TW: mention of suicide, violence
Don’t go looking. Don’t go looking. Don’t go looking.
There were leaves on the ground that year in piles and drifts. They were brown and golden, red and amber, purple and still green. Why did the green leaves fall? It was not their time. Maybe they fell because they had to. They couldn’t be left all alone. The only leaves on a bare tree. Someone has to go before their time, I thought. We all must, perhaps.
***
Don’t go looking.
There was my grandfather, rough and grizzled. The aches and pains had drawn the lines on his haggard face. There was a kindness about his pallor. He wished for love to go out. He didn’t hold the love for himself. It bleached out the life from him until he was gone. He could have held on to more.
***
There were brambles down in the gully. There was a stream down there too if you could find it. Old undergrowth turned to moss. There were little rabbits and mice, chipmunks and other small critters. I would hear the skittering in the leaves as I walked. The rustling from the bushes.
This was my morning walk as a child. Down into the ravine, slipping and stopping the slip as I went down the side. Roots and branches and a little lip of hardened earth stopped a more violent descent. I would push aside broken branches and make new broken branches. I would carve out small paths with my stick.
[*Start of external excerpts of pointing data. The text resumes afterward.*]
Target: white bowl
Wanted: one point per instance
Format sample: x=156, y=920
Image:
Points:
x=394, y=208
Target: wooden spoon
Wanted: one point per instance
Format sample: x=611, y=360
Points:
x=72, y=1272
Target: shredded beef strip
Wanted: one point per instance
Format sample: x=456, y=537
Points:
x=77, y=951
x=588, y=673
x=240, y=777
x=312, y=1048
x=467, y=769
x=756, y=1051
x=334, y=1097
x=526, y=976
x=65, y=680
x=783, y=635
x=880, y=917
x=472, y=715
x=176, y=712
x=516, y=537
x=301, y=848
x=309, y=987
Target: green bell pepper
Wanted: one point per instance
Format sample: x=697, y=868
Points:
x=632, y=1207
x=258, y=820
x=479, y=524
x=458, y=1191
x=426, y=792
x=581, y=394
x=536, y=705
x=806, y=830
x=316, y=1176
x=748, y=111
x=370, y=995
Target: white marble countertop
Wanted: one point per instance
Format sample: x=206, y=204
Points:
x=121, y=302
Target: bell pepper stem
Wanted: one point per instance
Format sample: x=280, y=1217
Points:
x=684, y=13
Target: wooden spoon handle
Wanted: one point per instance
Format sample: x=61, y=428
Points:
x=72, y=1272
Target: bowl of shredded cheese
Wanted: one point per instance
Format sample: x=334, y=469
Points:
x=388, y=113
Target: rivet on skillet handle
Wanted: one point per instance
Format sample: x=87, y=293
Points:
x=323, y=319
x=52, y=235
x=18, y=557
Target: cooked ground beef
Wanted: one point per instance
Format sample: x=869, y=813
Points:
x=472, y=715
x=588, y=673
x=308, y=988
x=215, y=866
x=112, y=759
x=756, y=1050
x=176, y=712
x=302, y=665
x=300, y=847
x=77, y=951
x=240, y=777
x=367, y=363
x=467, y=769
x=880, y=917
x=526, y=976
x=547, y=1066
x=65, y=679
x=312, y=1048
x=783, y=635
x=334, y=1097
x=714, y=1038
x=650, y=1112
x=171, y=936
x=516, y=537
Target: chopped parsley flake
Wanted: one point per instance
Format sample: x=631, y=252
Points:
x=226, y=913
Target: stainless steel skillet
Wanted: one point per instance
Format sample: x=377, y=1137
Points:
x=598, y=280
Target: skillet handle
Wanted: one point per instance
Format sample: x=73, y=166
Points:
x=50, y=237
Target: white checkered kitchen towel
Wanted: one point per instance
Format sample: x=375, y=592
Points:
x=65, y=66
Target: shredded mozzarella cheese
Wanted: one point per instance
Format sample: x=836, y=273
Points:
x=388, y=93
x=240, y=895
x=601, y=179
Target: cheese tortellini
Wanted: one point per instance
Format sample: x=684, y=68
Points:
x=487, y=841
My holes in the wet earth turned into tunnels to China.
My sister Roberta never went down into the gully with me. She found it too scary. It reminded her too much of the fairy tales she wrested from my grandmother. The tales were set in dark and mysterious forests, where fairies and witches lived. They would contain a hero setting off on grand adventure. A poor step-daughter toiling away in the forest, waiting for rescue.
I discovered while researching a school paper one year that the Black Forest in Germany was the inspiration for many of these tales. Forest became a symbol for the darkness of the human soul. It was the root of evil mysteries. It was the thing we all wished to be rescued from.
***
Don’t go looking.
The dreams started when I was maybe seven or eight. I would be in a large field where construction cranes were toiling. Except it was night now. No one was out in the yard. I wandered around between the huge piles of dirt, like mountains beside me. I climbed them. I would meet someone. I would feel anger and fear and rage. They burned deep and bright.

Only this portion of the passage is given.